At the moment I cannot see a point of view from which this contradiction can be resolved but I am looking forward to summer and to the explanatory parts filling in the gaps.
Sorry Justin, just now followed the link to your article which expresses many problems I have with the ending very clearly. Maybe one could describe the problem we are talking about using the notion of ‘norm of the game’ which is just a relabeling of Booths ‘implied author’. The game follows different norms which are even in conflict.
@Justin Right, there are many details to how exactly each ending plays out.
Reading through your post, I think it again comes down to your motivation for playing the game.
I just didn’t feel that I was being a coherent character with an unwavering set of universal ethics … and I especially don’t except such ethics to beautifully play themselves out when faced with galactic destruction… I rather expect things to get quite ugly. That’s why the issues of “negation of choice” and “thematic incoherence” that you bring up just didn’t work that way for me.

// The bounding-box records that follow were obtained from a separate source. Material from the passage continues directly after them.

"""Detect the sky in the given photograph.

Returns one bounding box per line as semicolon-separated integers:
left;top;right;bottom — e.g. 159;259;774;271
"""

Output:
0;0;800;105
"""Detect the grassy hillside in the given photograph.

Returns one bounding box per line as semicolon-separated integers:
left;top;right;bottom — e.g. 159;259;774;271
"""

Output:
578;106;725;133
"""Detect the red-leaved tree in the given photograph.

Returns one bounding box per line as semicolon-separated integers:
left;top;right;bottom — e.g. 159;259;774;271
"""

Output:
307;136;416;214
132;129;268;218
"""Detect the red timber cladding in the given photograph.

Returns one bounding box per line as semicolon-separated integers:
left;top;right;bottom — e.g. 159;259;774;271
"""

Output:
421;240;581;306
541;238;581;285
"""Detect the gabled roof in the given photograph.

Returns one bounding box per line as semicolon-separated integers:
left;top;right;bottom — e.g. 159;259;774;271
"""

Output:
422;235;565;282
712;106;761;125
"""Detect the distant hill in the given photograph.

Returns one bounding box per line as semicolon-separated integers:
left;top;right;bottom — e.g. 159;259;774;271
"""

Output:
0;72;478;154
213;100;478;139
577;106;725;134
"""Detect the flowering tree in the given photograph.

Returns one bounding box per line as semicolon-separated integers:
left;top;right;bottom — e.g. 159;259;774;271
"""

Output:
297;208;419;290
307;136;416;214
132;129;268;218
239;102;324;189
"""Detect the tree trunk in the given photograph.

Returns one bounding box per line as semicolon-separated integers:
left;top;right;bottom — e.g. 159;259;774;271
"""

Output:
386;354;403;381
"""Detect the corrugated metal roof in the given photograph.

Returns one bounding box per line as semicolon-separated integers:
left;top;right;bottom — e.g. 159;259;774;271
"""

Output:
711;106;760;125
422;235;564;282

I also think there is a change of scale … it could be that you have fostered all these nice relationships to other characters, but it seems reasonable to me that this would be lost in general galactic destruction. I think the story motivates the loss of choice.
The only thing that I think _is_ objective is that there is something odd about the Normandy in the ending.
Another issue where ME3 clearly rubs _me_ the right way concerns the fate of all the characters and races that we have interacted with. Apparently many people feel that they should be told what happens to every single character based on the player’s choices. But I personally abhor the kind of bullet point storytelling where you have to go through an interminable “where are they now” debriefing at the end. I am grateful for being spared from that, but others apparently miss it.